CDDP: Continual Learning of Multi-modal Dynamics
TL;DR: Learns new dynamical modes sequentially without catastrophic forgetting or mode labels, outperforming parameter-transfer baselines on 4 out of 5 datasets. Neural episodic memory with a Dirichlet Process prior for automatic mode discovery. L4DC 2024.
Introduction
No prior method could learn a dynamical system’s behavioral modes sequentially without either catastrophically forgetting earlier ones or requiring explicit mode labels at test time — two constraints that the standard continual learning fix of parameter transfer (Variational Continual Learning) cannot simultaneously satisfy for multi-modal dynamics. CDDP (Continual Dynamic Dirichlet Process) solves both by replacing parameter transfer with a neural episodic memory and a Dirichlet Process prior on attention weights, enabling automatic mode discovery and zero-forgetting transfer within a Bayesian State-Space Model.
This work was the second contribution of my Master’s thesis at Istanbul Technical University, published at L4DC 2024.
Problem Statement
- Bayesian State-Space Models (BSSMs) can fit a single dynamical mode well but are not designed for continual multi-modal learning.
- The standard continual learning fix, Variational Continual Learning (VCL), transfers posterior parameters from one task to the next as the new prior. For classification, this works; for dynamics, it fails because the shared parameter space cannot simultaneously represent modes with fundamentally different transition structures.
- VCL also requires knowing which mode is active at test time, a strong and often unrealistic assumption.

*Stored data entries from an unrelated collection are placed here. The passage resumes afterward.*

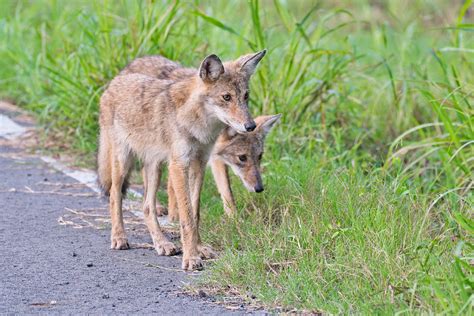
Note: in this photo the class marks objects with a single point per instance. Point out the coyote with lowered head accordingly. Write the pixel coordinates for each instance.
(241, 152)
(175, 118)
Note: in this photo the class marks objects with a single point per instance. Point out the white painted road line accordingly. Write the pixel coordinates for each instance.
(9, 129)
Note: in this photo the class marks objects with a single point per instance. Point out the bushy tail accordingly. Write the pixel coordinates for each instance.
(104, 165)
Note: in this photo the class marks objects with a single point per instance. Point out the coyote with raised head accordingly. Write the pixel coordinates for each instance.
(175, 119)
(242, 152)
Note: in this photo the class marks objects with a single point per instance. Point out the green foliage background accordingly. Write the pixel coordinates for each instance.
(368, 202)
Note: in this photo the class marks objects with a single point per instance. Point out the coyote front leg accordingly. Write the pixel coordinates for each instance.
(120, 169)
(172, 205)
(196, 177)
(162, 245)
(189, 230)
(221, 177)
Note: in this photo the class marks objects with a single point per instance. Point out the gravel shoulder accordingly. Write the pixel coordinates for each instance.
(55, 256)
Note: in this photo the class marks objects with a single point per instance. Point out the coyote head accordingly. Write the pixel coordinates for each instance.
(243, 152)
(226, 89)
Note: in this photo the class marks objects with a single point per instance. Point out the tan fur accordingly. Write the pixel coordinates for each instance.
(228, 151)
(229, 146)
(177, 119)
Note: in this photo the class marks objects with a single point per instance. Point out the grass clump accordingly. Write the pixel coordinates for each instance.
(368, 201)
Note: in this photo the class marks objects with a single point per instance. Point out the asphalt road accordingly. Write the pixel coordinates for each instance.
(55, 256)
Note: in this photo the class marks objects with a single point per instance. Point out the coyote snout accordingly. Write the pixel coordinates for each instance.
(243, 152)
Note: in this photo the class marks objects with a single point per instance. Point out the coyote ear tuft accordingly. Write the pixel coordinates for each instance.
(265, 123)
(211, 68)
(250, 62)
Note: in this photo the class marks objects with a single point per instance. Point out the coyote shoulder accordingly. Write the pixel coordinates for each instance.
(175, 118)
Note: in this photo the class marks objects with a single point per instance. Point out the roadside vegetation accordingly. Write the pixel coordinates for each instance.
(368, 205)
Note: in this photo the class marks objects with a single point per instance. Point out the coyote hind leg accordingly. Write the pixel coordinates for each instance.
(121, 163)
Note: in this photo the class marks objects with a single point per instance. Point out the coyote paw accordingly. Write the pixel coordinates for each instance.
(119, 243)
(161, 210)
(192, 263)
(173, 217)
(206, 252)
(166, 248)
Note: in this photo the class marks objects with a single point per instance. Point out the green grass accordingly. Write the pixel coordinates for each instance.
(368, 201)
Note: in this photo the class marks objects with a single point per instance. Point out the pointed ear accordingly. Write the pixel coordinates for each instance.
(249, 62)
(265, 123)
(211, 68)
(229, 132)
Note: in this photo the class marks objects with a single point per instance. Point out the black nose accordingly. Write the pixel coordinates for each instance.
(250, 126)
(259, 188)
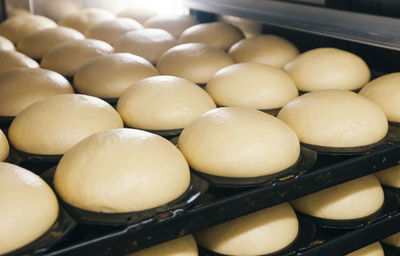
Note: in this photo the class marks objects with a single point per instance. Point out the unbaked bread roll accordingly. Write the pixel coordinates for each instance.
(21, 87)
(266, 49)
(13, 59)
(328, 68)
(183, 246)
(350, 200)
(28, 207)
(163, 103)
(335, 118)
(109, 76)
(122, 170)
(258, 233)
(37, 44)
(217, 34)
(195, 62)
(52, 126)
(253, 85)
(19, 26)
(148, 43)
(66, 58)
(239, 142)
(85, 18)
(174, 24)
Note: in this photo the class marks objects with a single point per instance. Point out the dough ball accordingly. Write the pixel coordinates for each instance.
(335, 118)
(52, 126)
(251, 85)
(328, 68)
(122, 170)
(195, 62)
(163, 103)
(28, 207)
(350, 200)
(239, 142)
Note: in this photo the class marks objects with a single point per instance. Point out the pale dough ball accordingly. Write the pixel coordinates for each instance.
(266, 49)
(148, 43)
(66, 58)
(12, 59)
(174, 24)
(109, 31)
(239, 142)
(21, 87)
(350, 200)
(258, 233)
(251, 85)
(28, 207)
(328, 68)
(195, 62)
(217, 34)
(385, 92)
(163, 103)
(335, 118)
(52, 126)
(37, 44)
(19, 26)
(122, 170)
(85, 18)
(183, 246)
(109, 76)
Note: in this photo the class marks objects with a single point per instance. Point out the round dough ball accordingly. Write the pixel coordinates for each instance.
(21, 87)
(328, 68)
(12, 59)
(148, 43)
(217, 34)
(19, 26)
(109, 76)
(67, 118)
(195, 62)
(335, 118)
(183, 246)
(239, 142)
(37, 44)
(258, 233)
(163, 103)
(66, 58)
(385, 92)
(174, 24)
(85, 18)
(122, 170)
(265, 49)
(28, 207)
(251, 85)
(350, 200)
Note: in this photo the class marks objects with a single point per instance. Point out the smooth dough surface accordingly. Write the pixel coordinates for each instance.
(195, 62)
(149, 43)
(122, 170)
(350, 200)
(265, 49)
(328, 68)
(258, 233)
(163, 103)
(66, 58)
(217, 34)
(109, 76)
(28, 207)
(239, 142)
(253, 85)
(67, 118)
(21, 87)
(37, 44)
(335, 118)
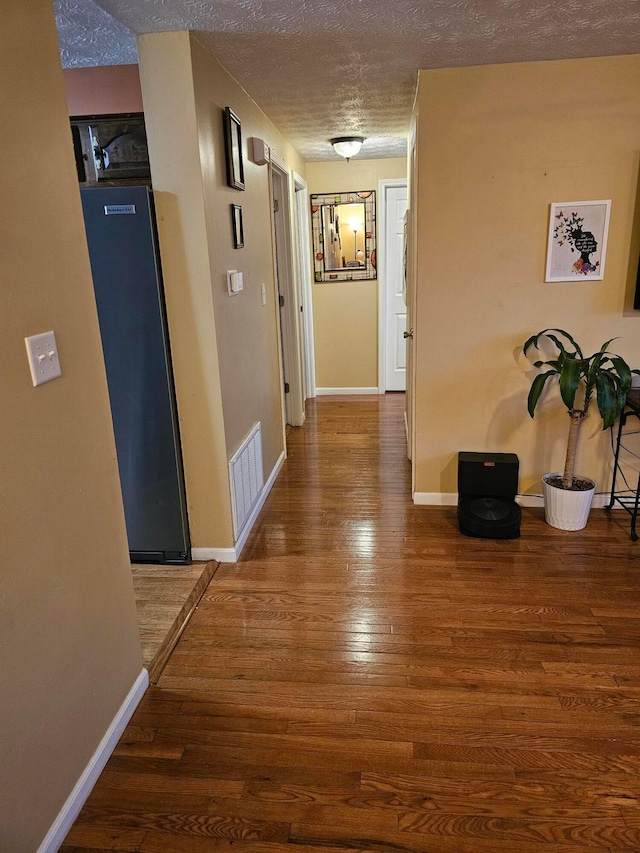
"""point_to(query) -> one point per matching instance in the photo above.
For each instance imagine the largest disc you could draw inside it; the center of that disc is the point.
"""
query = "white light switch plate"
(42, 353)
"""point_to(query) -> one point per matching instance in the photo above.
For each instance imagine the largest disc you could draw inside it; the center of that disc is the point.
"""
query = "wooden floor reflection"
(367, 679)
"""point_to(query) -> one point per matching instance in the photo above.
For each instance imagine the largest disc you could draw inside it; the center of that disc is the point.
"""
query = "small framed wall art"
(233, 144)
(577, 242)
(238, 228)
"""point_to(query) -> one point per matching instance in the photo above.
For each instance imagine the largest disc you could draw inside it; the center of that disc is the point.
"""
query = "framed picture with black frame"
(238, 228)
(233, 144)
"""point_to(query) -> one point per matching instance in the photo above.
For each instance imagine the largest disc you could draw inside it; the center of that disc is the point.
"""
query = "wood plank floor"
(367, 679)
(166, 597)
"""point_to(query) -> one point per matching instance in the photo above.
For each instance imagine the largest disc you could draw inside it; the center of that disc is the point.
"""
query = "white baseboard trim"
(320, 392)
(435, 498)
(451, 499)
(231, 555)
(83, 787)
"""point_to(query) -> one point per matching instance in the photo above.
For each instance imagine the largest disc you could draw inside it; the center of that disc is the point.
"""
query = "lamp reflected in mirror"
(343, 227)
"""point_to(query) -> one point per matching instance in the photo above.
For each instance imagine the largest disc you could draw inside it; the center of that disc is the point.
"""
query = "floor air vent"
(247, 478)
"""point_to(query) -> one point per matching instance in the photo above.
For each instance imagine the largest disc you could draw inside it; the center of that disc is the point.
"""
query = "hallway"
(367, 679)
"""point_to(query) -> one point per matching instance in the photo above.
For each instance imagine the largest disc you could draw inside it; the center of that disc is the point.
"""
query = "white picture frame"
(577, 241)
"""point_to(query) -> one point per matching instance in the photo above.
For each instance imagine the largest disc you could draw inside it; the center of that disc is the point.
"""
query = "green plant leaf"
(570, 376)
(536, 389)
(607, 398)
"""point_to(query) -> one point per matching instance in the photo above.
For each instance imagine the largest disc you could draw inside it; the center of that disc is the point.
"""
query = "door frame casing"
(383, 185)
(304, 271)
(287, 284)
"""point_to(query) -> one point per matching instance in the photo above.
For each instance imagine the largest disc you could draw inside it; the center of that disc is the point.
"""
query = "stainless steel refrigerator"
(127, 279)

- Catastrophic forgetting: adapting to a new mode overwrites representations of earlier ones when only parameter transfer is used.

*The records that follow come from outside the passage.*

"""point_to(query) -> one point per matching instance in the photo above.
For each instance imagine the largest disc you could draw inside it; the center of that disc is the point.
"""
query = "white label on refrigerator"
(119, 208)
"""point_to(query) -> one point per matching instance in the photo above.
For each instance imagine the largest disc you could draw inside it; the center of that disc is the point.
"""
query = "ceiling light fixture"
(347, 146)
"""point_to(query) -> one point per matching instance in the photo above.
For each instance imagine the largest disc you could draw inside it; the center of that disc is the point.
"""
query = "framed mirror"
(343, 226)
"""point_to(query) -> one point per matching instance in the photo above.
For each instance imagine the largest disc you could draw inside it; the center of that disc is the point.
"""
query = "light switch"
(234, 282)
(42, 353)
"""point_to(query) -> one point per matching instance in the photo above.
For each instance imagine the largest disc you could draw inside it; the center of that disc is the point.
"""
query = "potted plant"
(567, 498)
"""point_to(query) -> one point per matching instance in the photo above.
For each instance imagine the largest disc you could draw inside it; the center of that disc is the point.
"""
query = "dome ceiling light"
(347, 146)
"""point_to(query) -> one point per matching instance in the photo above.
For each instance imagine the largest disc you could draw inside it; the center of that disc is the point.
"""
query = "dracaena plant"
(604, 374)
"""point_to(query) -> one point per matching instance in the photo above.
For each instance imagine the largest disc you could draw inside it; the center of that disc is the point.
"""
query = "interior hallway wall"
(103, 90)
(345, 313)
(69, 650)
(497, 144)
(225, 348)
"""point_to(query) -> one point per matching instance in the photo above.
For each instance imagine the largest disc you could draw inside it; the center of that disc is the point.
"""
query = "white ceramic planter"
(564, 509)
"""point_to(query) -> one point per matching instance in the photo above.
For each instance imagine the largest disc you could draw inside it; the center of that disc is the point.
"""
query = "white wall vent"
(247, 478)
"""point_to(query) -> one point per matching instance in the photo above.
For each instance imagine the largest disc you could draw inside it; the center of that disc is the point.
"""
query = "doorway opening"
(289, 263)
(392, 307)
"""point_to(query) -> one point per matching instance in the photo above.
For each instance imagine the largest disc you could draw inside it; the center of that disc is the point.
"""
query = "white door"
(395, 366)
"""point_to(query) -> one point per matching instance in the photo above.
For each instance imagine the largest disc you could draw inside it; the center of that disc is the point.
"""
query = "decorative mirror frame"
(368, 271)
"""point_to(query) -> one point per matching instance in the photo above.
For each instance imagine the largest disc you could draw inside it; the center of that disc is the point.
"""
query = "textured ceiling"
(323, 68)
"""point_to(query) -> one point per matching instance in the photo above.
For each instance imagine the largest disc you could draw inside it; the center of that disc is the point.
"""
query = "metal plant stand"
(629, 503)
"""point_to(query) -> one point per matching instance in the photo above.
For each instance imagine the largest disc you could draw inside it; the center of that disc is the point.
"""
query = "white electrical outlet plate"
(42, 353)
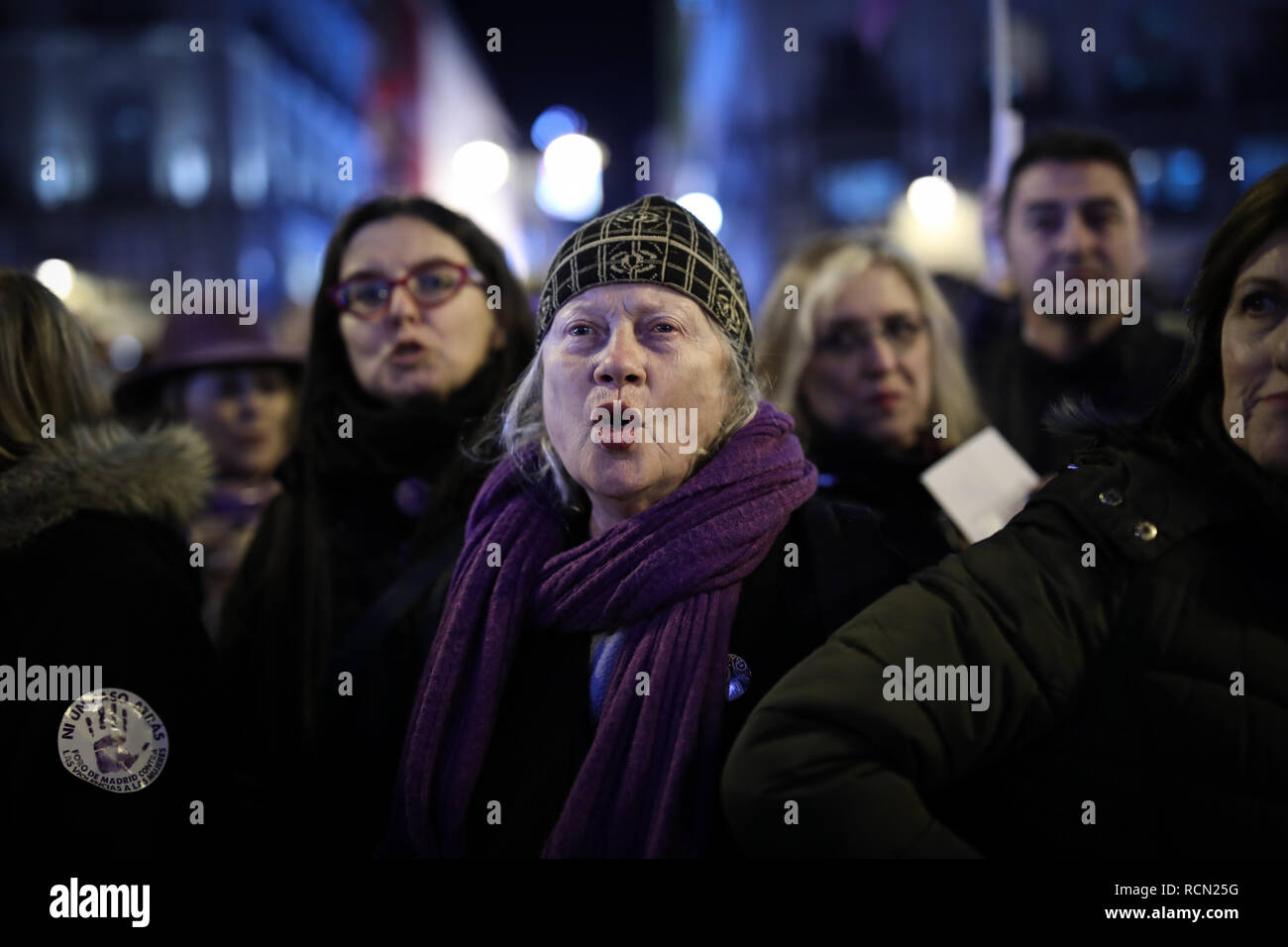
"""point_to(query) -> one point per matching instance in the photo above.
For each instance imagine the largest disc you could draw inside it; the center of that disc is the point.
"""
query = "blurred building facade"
(832, 134)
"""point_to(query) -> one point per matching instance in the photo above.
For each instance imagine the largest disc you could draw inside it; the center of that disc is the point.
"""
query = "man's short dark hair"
(1068, 146)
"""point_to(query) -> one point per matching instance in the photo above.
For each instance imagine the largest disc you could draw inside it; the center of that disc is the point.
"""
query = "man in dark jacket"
(1070, 217)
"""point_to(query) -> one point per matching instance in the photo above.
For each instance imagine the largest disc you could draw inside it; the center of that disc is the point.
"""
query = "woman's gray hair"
(522, 423)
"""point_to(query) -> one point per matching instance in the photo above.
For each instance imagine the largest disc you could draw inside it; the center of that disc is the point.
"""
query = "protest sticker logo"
(114, 740)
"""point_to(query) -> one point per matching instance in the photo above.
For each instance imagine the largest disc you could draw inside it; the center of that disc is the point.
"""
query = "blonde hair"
(786, 335)
(47, 365)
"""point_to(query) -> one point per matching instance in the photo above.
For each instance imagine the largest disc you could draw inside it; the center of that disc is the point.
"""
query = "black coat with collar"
(94, 571)
(825, 565)
(1132, 622)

- Gap: No prior method handles continual learning of sequential tasks with unknown, multi-modal dynamics without explicit mode labels or per-task network heads.
Methodology
CDDP augments a BSSM with two key components: a neural episodic memory of mode descriptors, and a Dirichlet Process (DP) prior on attention weights.
Memory-gated transition kernel: Given a context window of observations y_{1:C}, an encoder maps them to a query. Attention weights over R memory slots are computed via cosine similarity; the top-matching descriptor is retrieved and injected into the state transition kernel as an additional input, with no parameter transfer between tasks.
\[w_r(y_{1:C}, m_r) = \frac{e^{\langle m_r,\, e_\lambda(y_{1:C}) \rangle}}{\sum_{j=1}^{R} e^{\langle m_j,\, e_\lambda(y_{1:C}) \rangle}}\]After observing a new task, memory is updated by a convex interpolation: high-similarity slots absorb the new mode; low-similarity slots are left largely unchanged, preserving old knowledge without parameter transfer.
Dirichlet Process prior (automatic mode discovery): The mixture weight π follows a GEM (stick-breaking) distribution with concentration α₀. Small α₀ concentrates mass on a few slots; large α₀ spreads mass broadly. The model never needs to be told how many modes exist.
Training: the variational objective (ELBO) includes a KL term that aligns learned attention weights with the DP prior, encouraging sparse and interpretable mode assignments.
Results
Evaluated on 3 synthetic and 2 real-world multi-modal trajectory datasets, each structured as a continual learning sequence. The model sees tasks one at a time; no mode labels are given at test time.
Datasets
These datasets are not standard ML benchmarks; they are drawn from dynamical systems and human motion capture, each presenting a distinct type of multi-modal behavior:
Sine Waves — 1D oscillations $y_t = A\sin(2\pi f t)$ with 5 amplitude levels $A \in {3,6,9,12,15}$ and 3 frequency levels $f \in {\tfrac{2}{3}, 1, \tfrac{4}{3}}$, yielding 15 modes across 5 tasks. The simplest benchmark; modes differ in scale and oscillation rate.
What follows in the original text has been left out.